My first professional cooking gig was at a Moroccan restaurant. I ate there while in college and I asked the waiter if they were hiring. The owner met me at the end of the dinner and asked if I could start tomorrow. Suddenly employed, I was thrown into the fire sink or swim. Lucky for all parties involved (my readers included), I swam mightily against the current heavily spiced by turmeric. Beyond the lessons I learned prepping the same dish 200 times in an evening, there were the waitresses. These girls acrobatically poured sweet Moroccan tea into cups balanced on their heels. You can imagine the possibilities afforded by such flexibilities. The floor was there domain; but the kitchen was my domain. I was the gatekeeper to tantalizing scents emanating from the kitchen. Despite all the heavily spiced Cornish game hens or complicated dishes like bastella, the simple Moroccan-style potato salad I made sealed the deal.

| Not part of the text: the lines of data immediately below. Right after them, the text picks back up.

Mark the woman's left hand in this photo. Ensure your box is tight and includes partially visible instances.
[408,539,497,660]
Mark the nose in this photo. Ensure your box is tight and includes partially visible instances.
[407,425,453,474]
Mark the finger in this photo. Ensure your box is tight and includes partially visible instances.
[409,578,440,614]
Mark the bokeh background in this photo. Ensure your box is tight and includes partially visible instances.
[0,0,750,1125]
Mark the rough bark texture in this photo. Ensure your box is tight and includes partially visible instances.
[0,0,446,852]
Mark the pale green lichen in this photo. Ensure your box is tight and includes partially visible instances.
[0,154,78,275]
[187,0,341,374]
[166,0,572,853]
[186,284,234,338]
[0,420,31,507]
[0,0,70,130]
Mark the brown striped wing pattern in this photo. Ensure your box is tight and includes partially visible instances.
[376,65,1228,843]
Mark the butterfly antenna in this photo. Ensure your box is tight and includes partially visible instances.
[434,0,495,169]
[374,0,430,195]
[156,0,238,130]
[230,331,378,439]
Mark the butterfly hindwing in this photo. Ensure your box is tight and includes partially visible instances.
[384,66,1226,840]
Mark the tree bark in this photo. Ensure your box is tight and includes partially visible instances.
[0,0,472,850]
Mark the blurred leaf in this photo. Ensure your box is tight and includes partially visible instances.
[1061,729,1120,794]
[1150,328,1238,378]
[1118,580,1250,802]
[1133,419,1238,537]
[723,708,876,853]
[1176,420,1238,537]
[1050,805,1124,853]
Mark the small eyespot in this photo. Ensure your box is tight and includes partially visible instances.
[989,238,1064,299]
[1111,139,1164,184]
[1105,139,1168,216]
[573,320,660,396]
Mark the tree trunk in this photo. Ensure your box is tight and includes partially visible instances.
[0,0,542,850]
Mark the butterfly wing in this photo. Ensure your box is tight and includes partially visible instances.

There was way mo rockin’ with customers gone and the “privacy please” sign on the supply room door.
Projected cost: $6
Drinking Buddy: Red Wine or Moroccan tea
Ingredients (serves 2):
1. 3 dashes salt
2. 2 tbsp vegetable oil
3. 3 tbsp red wine vinegar
4. 2 lbs red potatoes
5. 1 onion chopped finely
6. 2 handfuls parsley chopped
Wash the red potatoes and cut them into 1/8ths. Salt the water and bring the potatoes to a roaring boil and cook until you can easily put a fork into the tater (approx 7 min) and drain.
Toss up the potatoes, parsley, onions, red vinegar, vegetable oil and salt. Allow it to marinate in the fridge (approx 2 hrs).
Serve with your favorite ENTRÉE that screams, “I’m worldly! What’re you gonna do about it?’